A claim was first made upon Strip on July 25, 1985, however, Strip did not report the claim to Pacific until August 19, 1985, seventeen days after the end of the policy period. Id., 868 F.2d at 185. The Pacific policy required the claim to be “first made against the insured and reported to the company during the policy period.” Id. at 185. The Sixth Circuit affirmed the district court’s entry of summary judgment in favor of Pacific, holding:

“[T]he Pacific claims made policy issued to Strip covers claims that were made and reported between August 2, 1984 and August 2, 1985. It is undisputed that the July 25, 1985 claim against Strip was not reported to Pacific’s agent until August 19, 1985. Under these circumstances, Pacific is not liable to Strip for a defense or indemnity from the July 25 claim.” Id. at 187.

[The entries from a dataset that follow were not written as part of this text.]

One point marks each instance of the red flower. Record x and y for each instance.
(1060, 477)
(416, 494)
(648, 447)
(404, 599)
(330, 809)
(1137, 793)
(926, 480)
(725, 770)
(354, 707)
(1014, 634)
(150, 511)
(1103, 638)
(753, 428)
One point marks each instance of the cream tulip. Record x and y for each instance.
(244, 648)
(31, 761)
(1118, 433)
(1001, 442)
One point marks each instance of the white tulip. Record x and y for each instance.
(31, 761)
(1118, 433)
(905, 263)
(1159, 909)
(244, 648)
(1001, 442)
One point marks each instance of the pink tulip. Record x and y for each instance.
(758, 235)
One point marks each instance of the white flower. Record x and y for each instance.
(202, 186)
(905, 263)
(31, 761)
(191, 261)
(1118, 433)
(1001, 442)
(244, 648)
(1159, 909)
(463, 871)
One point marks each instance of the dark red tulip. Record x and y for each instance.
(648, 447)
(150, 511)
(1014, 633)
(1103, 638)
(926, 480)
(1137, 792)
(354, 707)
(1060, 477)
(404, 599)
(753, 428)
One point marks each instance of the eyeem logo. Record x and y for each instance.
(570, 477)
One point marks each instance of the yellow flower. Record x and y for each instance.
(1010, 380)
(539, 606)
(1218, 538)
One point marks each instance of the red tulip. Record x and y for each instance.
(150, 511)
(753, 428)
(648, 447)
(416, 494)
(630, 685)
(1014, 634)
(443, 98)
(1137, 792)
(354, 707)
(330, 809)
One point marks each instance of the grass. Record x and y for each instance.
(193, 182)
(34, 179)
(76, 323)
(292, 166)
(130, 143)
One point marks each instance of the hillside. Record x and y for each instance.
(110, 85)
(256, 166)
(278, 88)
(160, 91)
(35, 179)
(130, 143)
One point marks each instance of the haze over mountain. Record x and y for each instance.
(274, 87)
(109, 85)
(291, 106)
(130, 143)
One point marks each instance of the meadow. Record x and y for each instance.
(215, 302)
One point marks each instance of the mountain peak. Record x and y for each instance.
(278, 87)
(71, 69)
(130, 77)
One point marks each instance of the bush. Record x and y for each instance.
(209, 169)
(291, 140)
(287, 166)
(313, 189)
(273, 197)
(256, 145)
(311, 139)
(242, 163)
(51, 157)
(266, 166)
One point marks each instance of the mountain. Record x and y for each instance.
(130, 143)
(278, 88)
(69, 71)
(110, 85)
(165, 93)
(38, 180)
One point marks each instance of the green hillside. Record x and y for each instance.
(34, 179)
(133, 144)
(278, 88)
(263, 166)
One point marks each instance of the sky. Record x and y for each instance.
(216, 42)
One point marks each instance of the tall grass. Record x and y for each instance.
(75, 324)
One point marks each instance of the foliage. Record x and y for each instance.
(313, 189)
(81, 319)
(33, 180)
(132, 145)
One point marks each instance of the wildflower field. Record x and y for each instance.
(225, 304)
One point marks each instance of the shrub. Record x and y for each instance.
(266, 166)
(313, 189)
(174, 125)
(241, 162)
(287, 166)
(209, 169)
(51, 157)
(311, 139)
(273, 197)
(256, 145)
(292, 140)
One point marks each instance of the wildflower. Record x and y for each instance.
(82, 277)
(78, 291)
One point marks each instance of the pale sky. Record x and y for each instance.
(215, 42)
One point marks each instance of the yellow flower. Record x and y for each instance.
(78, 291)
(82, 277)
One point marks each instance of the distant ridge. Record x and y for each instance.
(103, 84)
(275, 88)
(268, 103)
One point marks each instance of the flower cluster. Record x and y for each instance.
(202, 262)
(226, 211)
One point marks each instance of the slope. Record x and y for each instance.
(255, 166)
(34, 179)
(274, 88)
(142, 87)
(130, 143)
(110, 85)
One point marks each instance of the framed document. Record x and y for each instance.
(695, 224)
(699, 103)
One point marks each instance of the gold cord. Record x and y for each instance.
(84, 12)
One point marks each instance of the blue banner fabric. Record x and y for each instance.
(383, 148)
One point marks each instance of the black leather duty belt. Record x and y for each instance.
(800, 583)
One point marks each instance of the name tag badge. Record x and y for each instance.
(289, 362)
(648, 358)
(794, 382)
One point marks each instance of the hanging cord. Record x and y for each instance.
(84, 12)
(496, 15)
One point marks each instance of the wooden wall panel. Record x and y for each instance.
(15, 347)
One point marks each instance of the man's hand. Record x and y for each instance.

Correspondingly, with respect to the Home policy, because the claim was first made upon Strip on July 25, 1985, eight days prior to the beginning of Home’s policy period, the district court entered summary judgment in favor of Home, holding that the policy did not cover the claim because the claim was asserted prior to the effective date of Home’s coverage. Id., 868 F.2d at 184. Similar to ISOP’s policy, the Home policy required the claim to be “first made against the insured during the policy period.” Id. at 189. In affirming the district court, the Sixth Circuit held:

“The simple answer to Strip’s argument is that it ignores the language in the first paragraph of Section 1 which requires that, even for acts occurring prior to the policy period, the claim must be made against the insured during the policy period. Such was not the case here, where the claim was first made on July 25, 1985, but the policy period did not begin until August 2, 1985. Under the plain language of the Home policy, Home is not liable to Strip.” Id.

Just as in A.C. Strip, the October 31, 1989 claim upon Merry Tiller was before the policy period, and the December 12, 1991 service of process upon Merry Tiller was after the policy period. Thus, neither triggered coverage under the policy.

Plaintiffs assignment of error is overruled.

Judgment affirmed.

Matia, P.J., and Karpinski, J., concur.